Arguably the biggest barrier to the use of our approach in practice is how to specify the values of $\mu$, $\sigma$, and $w$, such that the estimator is well justified. As noted, a possible solution is to elicit values of $\mu$ and $\sigma$ based on available expertise on the anticipated response rate of the treatment under investigation (or the parameters of an appropriate Beta distribution; see the Supplementary Materials). A potentially preferential approach is to simply treat $\mu$, $\sigma$, and $w$ as nuisance parameters. By specifying, e.g., a range of values for $\pi$ over which it is desired for the absolute bias to be constrained to some maximal amount, and similarly particular target reductions in the RMSE over the UMVUE for given values of $\pi$, one could simply perform a further optimisation over $\mu$, $\sigma$, and $w$ to determine the estimator with the best performance.

Given our work is motivated by a desire to see the increased utilisation of adjusted estimators, we end with a brief discourse on communicating why this is an important problem and how it may be handled to non-statistical stakeholders. Fundamentally, as discussed, the inclusion of an interim analysis will bias the results of trial inference if appropriate adjustments are not made. The estimated treatment effect is not only critical to deciding the development plan for the current treatment under investigation, but also potentially to other treatments investigated downstream. Thus, some adjustment should be made. Unfortunately, Grayling and Mander (2021) recently demonstrated that very few phase II oncology trials currently make such adjustments, meaning many reported effects may be subject to appreciable bias. On specifically how to adjust, we would argue it is not important for non-statistical stakeholders to understand exactly how adjusted estimators ‘work’. They can, and arguably should, however, feed in to the decision on which adjusted estimator to use; simple explanations of bias and RMSE can let them help guide that factor is of larger concern. Then, whatever method is used, a table like that given here (Table 1) can always be produced for any trial before its completion. Thus, even for more complex estimators the actual estimation remains as simple as reading from a pre-prepared table.
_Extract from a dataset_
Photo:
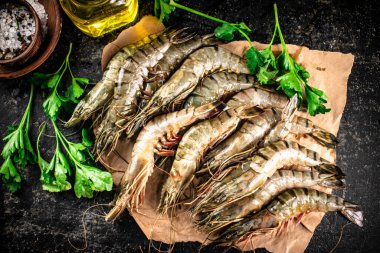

In conclusion, the proposed methodology for determining optimised estimators may allow the determination of an estimator that has low bias for many possible, arguably more likely, values of the response rates whilst providing reduced RMSE compared to the UMVUE across these response rates. For certain values of the response rate, this reduction in the RMSE may be sizeable.

Data availability statement

Code to reproduce all results given in this manuscript is available from https://github.com/mjg211/article_code.

Disclosure statement

No potential conflict of interest was reported by the author(s).

Supplementary material

Supplemental data for this article can be accessed on the publisher’s website

Additional information

Funding

This research did not receive any specific grant from funding agencies in the public, commercial, or not-for-profit sectors.